終わらない祭りの終わり

テーマ:
実はクリスマスでお店が閉まる前、イブに伺うPflegeelternの為に紅茶を買ったのですが、その時同時にした自分の買い物をレジに置き忘れて帰る、という大ポカをやらかしました。

春にやらかした玄関の鍵締め出しといい、我ながら失敗スタンプラリーでもしているのかと言いたくなります。

帰宅して気づいた時にはお店は閉まっていたので、この前のクリスマス明けはレシート片手にダメ元でTEE SEEGERに行く事になりました。
駅前にはまだクリスマスマーケットがありました。

毎年クリスマス明けお馴染みの光景ですが、祭りが終わる寂寥感にしがみつく虚しさとか、稼ぎ時を延長したい商業者の思惑とか、色々考えてしまって複雑な気持ちになりますね。

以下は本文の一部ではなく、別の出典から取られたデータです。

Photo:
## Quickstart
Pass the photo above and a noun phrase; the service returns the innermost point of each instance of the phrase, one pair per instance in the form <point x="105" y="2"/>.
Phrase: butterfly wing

私が日本人だからか、クリスマスが終わったらすぐ年越し気分になるので、いつまでもマーケットがある事に余計違和感があるのかもしれません。
と思ったら、クリスマスツリーの方は容赦なく切り刻まれていました。
諦めが良いのか悪いのかわからないドイツ人ですが、ツリーの回収期限の関係でしょう。

もみの木を買わないので、こんなふうに処理するのかと興味深かったです。

このツリーの残骸が、次の日くらいには各地域の集積所に山のように積まれて、毎年何だかいたたまれなくなるんですよね。
クリスマス前、こんなに素敵でお洒落で可愛い紅茶のギフトセットが売られていたTEE SEEGER、もう本当好きです。大好き。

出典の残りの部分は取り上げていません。